Proportional Taxation

March 17, 2009

Debatably, the most important element of tax systems is the overall percentage of tax burden as it relates to the type of system, be it consumption or income. It makes it therefore important to analyze and describe the distribution effects, in terms of either proportionally, low to high or high to low. Proportional taxation lies in between progressive and regressive taxation.



Basically, progressive taxation is a tax imposed to see to it that effective tax rate escalates as the rate amount to which it is applied escalates too. Regressive taxation on the other hand means the opposite, where the effective tax rate decreases as the amount subject to taxation escalates. Proportional taxation therefore means the effective tax rate remains constant even as the amount subject to taxation increases.

Relative to the resources, Proportional taxation imposes an equivalent tax burden on the rich and poor. Proportional taxation simply explains the distribution effects on either expenditure or income, in reference to the way the effective rate remains consistent even as the consumption or income changes, on condition the marginal tax rate equals the average tax rate.

Thus, Proportional taxation keeps an equal tax incidence in spite of the ability to pay and what it more, Proportional taxation doesn’t shift the tax incidence unreasonably to those with either higher or lower economic welfare.

It is very rare to find Proportional taxes on well established economies, because their national taxes include graduated tax on corporate profits and household incomes which as a result means that the marginal tax rate escalates as the corporate profits or household incomes of the taxed unit escalates.

Proportional taxation rates

Some individuals consider proportional taxes as regressive on consumption. This is to say that lowly paid citizens kind of spend a higher percentage of their earnings in taxable sales than their well paid counterparts. This calculation however is achieved when the payable tax is divided by income or earnings and not by the amount spent, (the tax base).
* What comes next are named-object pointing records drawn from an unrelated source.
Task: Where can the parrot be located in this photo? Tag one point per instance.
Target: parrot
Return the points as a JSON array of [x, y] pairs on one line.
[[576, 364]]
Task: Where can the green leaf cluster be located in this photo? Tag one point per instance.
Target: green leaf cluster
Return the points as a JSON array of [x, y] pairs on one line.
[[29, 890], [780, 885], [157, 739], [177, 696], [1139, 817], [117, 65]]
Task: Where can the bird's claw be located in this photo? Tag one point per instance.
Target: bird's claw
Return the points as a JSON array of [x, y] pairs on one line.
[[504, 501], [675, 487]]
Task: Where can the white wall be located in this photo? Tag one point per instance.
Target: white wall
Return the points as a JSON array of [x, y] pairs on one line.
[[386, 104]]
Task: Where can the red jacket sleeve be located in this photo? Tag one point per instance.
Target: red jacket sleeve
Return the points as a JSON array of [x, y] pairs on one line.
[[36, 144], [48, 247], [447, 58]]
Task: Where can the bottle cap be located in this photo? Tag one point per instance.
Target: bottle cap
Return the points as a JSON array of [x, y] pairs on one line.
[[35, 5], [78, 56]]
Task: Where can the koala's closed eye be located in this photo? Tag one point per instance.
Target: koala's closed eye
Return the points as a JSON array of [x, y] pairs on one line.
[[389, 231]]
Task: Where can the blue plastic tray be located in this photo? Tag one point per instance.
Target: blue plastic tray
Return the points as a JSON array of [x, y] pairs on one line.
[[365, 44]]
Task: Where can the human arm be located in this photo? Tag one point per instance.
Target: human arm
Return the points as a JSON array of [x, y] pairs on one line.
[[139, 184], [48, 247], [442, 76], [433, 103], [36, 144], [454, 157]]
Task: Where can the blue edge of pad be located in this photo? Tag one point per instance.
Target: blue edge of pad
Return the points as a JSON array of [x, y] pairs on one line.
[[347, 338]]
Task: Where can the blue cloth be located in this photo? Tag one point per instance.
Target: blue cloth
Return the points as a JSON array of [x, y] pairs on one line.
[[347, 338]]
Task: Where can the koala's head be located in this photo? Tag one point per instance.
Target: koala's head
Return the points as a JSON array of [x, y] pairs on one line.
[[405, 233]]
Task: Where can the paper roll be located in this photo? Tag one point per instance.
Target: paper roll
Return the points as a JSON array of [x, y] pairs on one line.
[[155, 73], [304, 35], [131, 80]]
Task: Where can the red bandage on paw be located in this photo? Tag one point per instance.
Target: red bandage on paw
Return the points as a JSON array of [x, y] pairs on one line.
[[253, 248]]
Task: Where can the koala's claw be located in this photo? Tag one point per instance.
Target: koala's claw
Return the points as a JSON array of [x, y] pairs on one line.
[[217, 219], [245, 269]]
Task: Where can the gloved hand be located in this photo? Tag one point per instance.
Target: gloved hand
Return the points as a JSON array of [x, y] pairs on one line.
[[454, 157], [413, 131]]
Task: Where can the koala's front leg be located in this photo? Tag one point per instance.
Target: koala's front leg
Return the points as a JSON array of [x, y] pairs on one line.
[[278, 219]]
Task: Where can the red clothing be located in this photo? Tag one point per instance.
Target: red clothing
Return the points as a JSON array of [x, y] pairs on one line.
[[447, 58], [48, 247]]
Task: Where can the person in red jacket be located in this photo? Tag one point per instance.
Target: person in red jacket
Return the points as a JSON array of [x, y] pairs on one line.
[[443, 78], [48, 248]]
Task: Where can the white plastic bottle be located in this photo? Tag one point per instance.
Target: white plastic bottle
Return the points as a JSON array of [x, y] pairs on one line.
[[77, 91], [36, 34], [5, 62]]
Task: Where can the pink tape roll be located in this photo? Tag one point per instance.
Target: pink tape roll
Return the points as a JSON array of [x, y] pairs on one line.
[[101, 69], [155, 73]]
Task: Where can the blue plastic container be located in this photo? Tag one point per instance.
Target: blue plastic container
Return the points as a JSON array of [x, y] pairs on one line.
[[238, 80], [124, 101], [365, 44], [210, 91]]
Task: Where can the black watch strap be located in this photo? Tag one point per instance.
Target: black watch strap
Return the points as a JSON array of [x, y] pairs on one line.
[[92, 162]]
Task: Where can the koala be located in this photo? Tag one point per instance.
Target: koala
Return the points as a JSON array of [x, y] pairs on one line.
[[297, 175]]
The tax rate is directly proportional, meaning that highly paid individuals pay more tax but at the equal exact rate they consume more. If for instance consumption tax is to be related to an individual’s earnings, then the unspent income will be treated as tax-deferred and will be taxed at a later time when the individual will spend it, which will then create a proportional rate using an earnings base.

In some instances however, when dealing with consumption taxes such as sales taxes, some items are exempted from tax, in order to alleviate the tax burden from the poor individuals in the society. This is with the aim of creating progressive effects in favor of the poor. Basic items such as clothing, drug prescriptions and non-prepared food among many others are exempted from sales tax.

Illustration of Proportional Taxation

Just recently, in New Zealand, there was a proposed proportional tax commonly known as the flatulence tax or the Agricultural Emissions Research Levy. The proposed tax’ main aim was to assist farmers comply with the Kyoto Protocol as it targeted the release of methane by farm animals. Methane is the number two most important greenhouse gas in the atmosphere today and in New Zealand, it accounts for over 50% of greenhouse gas emissions.




With the realization of the huge contribution by farm animals to global warming, the number of livestock in New Zealand has now doubled, thus increasing the emission rate of methane from the farm animals. It is approximated that 95% of methane is released by means of eructation while the remaining 5% is released by means of flatus, thus making it a very consequential issue.